Specifically, there are two ways the user can call the fit method. First, interface similar to scikit-learn where the feature vectors and target attribute given as projected DataFrame. Second, give the DataFrame and explicitly specify the feature vectors (by specifying the attributes to be excluded) and the target attribute.
A point to note is all the input parameters have a default value of None. This is done to support both the interfaces in a single function.
- Parameters
x (DataFrame) – The input feature vectors given as pandas DataFrame (defaults to None).

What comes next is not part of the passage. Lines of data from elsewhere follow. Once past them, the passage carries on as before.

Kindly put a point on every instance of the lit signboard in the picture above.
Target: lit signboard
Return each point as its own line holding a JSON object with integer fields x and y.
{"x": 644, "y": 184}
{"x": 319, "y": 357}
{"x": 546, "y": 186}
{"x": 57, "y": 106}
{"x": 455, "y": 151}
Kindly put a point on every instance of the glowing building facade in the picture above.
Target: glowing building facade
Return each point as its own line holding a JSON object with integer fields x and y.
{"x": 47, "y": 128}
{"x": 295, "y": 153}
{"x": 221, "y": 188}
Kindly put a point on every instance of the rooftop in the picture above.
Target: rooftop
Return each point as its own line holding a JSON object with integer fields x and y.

y (DatFrame) – The input target attribute given as pandas DataFrame with a single column (defaults to None).
table (DataFrame) – The input pandas DataFrame containing feature vectors and target attribute (defaults to None).
exclude_attrs (list) – The list of attributes that should be excluded from the input table to get the feature vectors.
target_attr (string) – The target attribute in the input table.
- predict(x=None, table=None, exclude_attrs=None, target_attr=None, append=False, return_probs=False, probs_attr=None, inplace=True)¶
Predict interface for the matcher.
Specifically, there are two ways the user can call the predict method. First, interface similar to scikit-learn where the feature vectors given as projected DataFrame. Second, give the DataFrame and explicitly specify the feature vectors (by specifying the attributes to be excluded) .
A point to note is all the input parameters have a default value of None. This is done to support both the interfaces in a single function.
- Parameters
x (DataFrame) – The input pandas DataFrame containing only feature vectors (defaults to None).
table (DataFrame) – The input pandas DataFrame containing feature vectors, and may be other attributes (defaults to None).
exclude_attrs (list) – A list of attributes to be excluded from the input table to get the feature vectors (defaults to None).
target_attr (string) – The attribute name where the predictions need to be stored in the input table (defaults to None).
probs_attr (string) – The attribute name where the prediction probabilities need to be stored in the input table (defaults to None).
append (boolean) – A flag to indicate whether the predictions need to be appended in the input DataFrame (defaults to False).
return_probs (boolean) – A flag to indicate where the prediction probabilities need to be returned (defaults to False). If set to True, returns the probability if the pair was a match.
inplace (boolean) – A flag to indicate whether the append needs to be done inplace (defaults to True).
- Returns
An array of predictions or a DataFrame with predictions updated.